La interpretación de la historia basada en esos mitos, en esas falsedades, fue el lecho perfecto para que el marxismo arraigara. ¿Por qué? Con esa cosmovisión era posible la irresponsabilidad individual y colectiva. Todos los males pasados, presentes y futuros proceden de otro; en este caso, del imperialismo español y yanqui. El ejemplo de Cuba –"la culpa la tiene el bloqueo americano"– es más que sangrante.
La atribución de la culpa al imperialismo como "fase superior del capitalismo" –Lenin dixit– permitía todo tipo de discurso reaccionario, violento y comunistoide. Es decir; la guerrilla, el terrorismo y la dictadura eran instrumentos legítimos para volver al "buen salvaje" travestido de "hombre nuevo". La ridícula santificación del Che es una buena muestra de esto; porque para los que sostienen estos planteamientos asesinar es bueno si con ello se crea una sociedad "más justa".

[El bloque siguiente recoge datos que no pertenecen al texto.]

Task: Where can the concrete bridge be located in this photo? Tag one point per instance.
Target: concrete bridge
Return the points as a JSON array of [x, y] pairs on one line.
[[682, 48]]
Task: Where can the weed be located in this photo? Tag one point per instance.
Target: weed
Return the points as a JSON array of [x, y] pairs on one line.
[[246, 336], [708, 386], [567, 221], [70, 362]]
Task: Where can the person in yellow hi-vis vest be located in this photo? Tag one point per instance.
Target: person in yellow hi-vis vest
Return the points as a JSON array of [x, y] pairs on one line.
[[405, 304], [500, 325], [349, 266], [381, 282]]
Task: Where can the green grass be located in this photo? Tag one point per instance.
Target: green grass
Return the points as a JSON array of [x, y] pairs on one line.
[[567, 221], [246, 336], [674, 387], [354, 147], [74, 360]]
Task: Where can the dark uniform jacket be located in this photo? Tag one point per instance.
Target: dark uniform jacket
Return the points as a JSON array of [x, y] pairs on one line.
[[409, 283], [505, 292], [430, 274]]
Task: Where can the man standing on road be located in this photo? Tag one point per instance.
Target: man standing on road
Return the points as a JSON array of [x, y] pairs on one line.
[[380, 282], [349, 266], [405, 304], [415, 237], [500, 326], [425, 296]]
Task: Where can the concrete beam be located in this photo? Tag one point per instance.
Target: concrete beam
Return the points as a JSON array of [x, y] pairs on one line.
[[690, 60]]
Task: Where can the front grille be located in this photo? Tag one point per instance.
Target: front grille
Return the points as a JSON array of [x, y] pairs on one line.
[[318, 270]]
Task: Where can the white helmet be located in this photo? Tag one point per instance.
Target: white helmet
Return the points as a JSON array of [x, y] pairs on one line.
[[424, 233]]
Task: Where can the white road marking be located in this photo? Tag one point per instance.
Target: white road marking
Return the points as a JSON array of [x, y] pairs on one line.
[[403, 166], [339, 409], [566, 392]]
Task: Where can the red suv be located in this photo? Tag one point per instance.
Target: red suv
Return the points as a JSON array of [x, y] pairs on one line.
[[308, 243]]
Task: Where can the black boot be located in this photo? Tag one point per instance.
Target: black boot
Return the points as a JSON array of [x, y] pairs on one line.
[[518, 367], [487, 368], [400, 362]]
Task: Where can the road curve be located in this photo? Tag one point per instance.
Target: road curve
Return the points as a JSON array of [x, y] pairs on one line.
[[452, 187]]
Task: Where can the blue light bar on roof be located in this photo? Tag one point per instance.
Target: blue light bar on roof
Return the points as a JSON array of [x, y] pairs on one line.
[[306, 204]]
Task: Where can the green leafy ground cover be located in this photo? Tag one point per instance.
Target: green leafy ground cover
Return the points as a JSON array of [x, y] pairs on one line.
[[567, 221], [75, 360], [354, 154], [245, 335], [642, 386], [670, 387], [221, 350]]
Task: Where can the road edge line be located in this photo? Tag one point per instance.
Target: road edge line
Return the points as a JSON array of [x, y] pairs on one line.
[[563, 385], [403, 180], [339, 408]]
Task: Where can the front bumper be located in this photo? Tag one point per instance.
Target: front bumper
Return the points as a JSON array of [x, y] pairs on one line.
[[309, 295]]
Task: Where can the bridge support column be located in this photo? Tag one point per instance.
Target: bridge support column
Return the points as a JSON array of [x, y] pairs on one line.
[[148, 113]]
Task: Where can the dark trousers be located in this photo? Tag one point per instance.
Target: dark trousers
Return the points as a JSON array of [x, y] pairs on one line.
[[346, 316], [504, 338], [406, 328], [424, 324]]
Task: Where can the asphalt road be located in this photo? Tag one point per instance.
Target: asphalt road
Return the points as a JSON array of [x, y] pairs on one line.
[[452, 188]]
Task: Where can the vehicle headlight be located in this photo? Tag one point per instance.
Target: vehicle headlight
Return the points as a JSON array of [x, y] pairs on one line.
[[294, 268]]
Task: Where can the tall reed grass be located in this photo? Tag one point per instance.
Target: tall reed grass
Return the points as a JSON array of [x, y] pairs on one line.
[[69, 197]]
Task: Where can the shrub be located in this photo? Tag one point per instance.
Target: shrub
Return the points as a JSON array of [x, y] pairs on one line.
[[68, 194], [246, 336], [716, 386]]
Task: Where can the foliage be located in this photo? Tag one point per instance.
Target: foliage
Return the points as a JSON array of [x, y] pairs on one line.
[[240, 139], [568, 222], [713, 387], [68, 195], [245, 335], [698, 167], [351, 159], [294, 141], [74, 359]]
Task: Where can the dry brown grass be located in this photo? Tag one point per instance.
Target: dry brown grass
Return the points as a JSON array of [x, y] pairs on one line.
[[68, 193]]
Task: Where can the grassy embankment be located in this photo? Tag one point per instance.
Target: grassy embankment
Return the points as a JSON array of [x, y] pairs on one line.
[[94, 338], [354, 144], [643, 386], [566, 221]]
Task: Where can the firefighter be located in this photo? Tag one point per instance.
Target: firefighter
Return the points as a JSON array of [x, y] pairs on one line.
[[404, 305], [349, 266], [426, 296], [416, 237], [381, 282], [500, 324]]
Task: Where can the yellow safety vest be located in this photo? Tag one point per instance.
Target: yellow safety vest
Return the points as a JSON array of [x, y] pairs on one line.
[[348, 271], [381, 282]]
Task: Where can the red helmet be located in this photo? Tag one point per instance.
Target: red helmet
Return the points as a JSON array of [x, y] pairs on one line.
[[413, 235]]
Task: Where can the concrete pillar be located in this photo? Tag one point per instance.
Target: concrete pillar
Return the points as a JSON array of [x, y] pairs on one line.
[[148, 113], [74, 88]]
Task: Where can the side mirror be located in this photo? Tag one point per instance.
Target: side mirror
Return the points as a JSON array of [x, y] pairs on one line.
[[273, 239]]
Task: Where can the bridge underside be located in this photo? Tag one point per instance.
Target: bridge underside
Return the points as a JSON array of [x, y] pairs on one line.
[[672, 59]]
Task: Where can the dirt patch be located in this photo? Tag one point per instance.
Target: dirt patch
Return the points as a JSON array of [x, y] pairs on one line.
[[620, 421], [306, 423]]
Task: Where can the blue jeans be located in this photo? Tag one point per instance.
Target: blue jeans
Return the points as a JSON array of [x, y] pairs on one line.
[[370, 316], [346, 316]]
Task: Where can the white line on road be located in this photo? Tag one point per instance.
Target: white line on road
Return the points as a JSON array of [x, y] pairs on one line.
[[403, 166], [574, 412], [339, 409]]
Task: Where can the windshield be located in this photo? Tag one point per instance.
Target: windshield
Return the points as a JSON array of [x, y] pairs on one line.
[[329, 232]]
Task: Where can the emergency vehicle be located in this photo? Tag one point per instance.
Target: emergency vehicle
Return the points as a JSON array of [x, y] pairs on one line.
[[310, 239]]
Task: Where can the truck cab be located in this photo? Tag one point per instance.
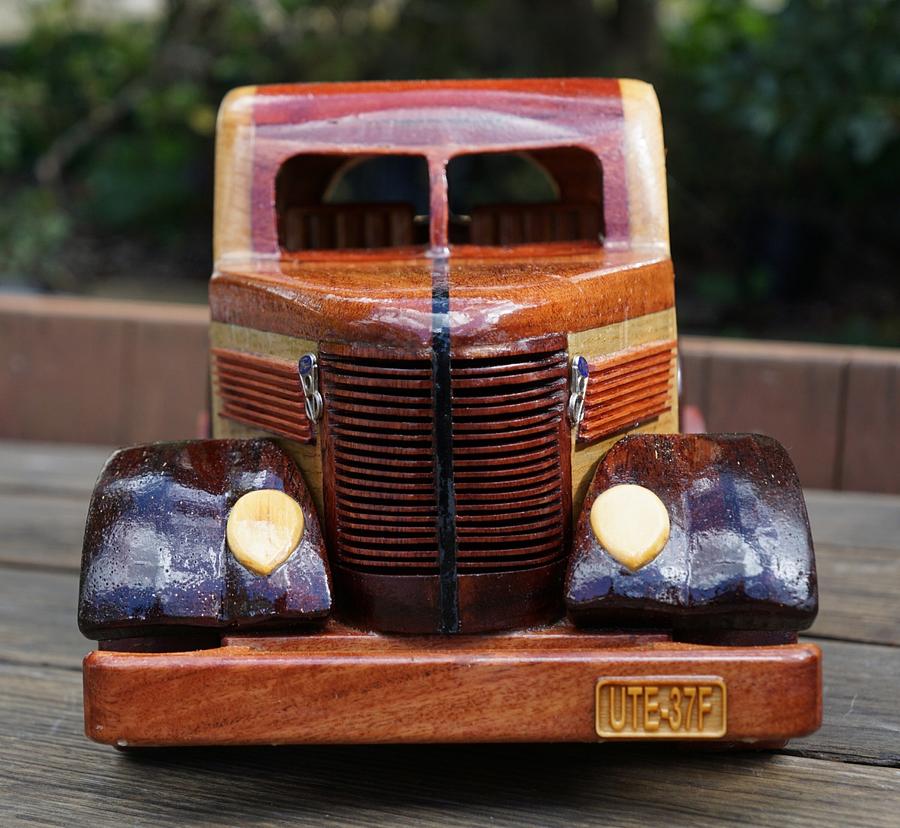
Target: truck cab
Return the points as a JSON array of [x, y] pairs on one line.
[[445, 471], [445, 327]]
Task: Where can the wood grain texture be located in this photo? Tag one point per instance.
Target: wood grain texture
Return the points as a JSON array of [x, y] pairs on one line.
[[101, 371], [262, 393], [50, 774], [498, 296], [628, 388], [63, 776], [524, 693]]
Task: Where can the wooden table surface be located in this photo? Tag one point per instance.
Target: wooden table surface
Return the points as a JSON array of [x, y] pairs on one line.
[[50, 774]]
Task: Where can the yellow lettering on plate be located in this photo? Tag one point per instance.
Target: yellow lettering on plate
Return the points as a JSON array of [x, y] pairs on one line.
[[661, 707]]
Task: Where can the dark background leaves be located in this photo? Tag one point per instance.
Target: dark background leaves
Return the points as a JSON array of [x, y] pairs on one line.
[[782, 123]]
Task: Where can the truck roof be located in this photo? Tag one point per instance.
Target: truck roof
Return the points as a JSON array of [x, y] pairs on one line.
[[262, 128]]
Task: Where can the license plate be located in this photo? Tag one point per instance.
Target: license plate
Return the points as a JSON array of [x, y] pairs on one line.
[[671, 707]]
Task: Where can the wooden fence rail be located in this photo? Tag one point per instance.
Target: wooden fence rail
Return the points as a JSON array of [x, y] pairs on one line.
[[108, 372]]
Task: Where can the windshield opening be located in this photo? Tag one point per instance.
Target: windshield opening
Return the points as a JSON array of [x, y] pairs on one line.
[[352, 202], [521, 198]]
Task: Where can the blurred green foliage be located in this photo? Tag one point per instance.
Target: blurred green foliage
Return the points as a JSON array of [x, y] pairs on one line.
[[782, 124]]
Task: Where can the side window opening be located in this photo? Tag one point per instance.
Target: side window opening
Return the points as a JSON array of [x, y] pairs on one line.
[[499, 199], [352, 202]]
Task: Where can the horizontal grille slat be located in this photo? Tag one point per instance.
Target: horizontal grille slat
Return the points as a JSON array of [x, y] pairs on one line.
[[262, 393], [507, 412], [627, 389]]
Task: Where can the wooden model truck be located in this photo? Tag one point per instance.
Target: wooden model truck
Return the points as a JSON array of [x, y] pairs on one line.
[[447, 499]]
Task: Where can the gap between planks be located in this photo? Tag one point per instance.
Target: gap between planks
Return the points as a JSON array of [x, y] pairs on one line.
[[52, 772]]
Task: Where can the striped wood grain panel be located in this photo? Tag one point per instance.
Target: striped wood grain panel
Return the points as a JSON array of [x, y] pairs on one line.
[[261, 392], [626, 389]]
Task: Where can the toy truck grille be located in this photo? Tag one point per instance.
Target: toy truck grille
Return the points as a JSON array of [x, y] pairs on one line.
[[508, 421]]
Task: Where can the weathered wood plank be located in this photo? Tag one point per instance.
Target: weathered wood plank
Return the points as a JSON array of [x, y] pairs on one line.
[[790, 392], [95, 371], [38, 619], [44, 532], [51, 774], [859, 594], [50, 468], [860, 717], [855, 520]]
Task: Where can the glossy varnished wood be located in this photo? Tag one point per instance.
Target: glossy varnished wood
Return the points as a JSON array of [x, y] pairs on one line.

Nos encontramos, así, con el "socialismo nacional-militarista", como señalaba el venezolano Rangel, que construye caudillos, verdaderos tiranuelos que tienen la desfachatez de decir a sus pueblos que el único Gobierno que pueden tener es la "dictadura revolucionaria". Porque tanta injusticia, dicen, no la salvan los derechos individuales y los gobiernos representativos, el respeto a los derechos humanos, las elecciones libres y la separación constitucional de poderes, no, sino el dictador que emprende la liquidación política y social. Y en Europa hay quien aplaude esto, y considera más "democráticos" a tiranos que construyen y sostienen autocracias vitalicias que a eventuales presidentes de Gobierno elegidos por los ciudadanos.
Esos dictadores, como Hugo Chávez, son los que sumergen a su país en el peor de los subdesarrollos: el político. Es un tipo de caudillo mesiánico ya muy visto –tanto que aquí tuvimos a Franco–. Son los que se abrogan la voz del pueblo, al que tratan con condescendencia, que identifican su suerte personal con la de la nación, y sus designios con los intereses únicos de la población. Que cambian las leyes y las instituciones para asumir un poder sin control, que eliminan todos los medios y partidos discrepantes, y que recrean una historia mitificada del país, de santos laicos que concluye en su caudillaje. Así, por lógica, el buen venezolano sólo puede ser chavista, y viceversa.
El "hombre revolucionario", nacido del "buen salvaje", no ha pasado más allá del dictador, del "buen gorila"; es decir, según indica el DRAE –y así se dice en Argentina, Venezuela, Uruguay y otros tantos países– del individuo que toma el poder por la fuerza y viola los derechos humanos.
Pero esto está también muy visto en la historia de Hispanoamérica. La dictadura convive con la represión y la guerra civil larvada, la corrupción a manos llenas, la miseria irresponsable, el nacionalismo exacerbado y de opereta, y la ineficacia más completa. Eso sí, los discursos de los dictadores llenan páginas completas de los periódicos e informativos, porque suplen las ideas y el trabajo por su nación, con invectivas y espectáculo. Sí, espectáculo. ¿O es que en España alguien se imagina un programa de televisión protagonizado y dirigido por el jefe del Estado? En Venezuela no hace falta que se lo imaginen; no tienen más que encender la tele.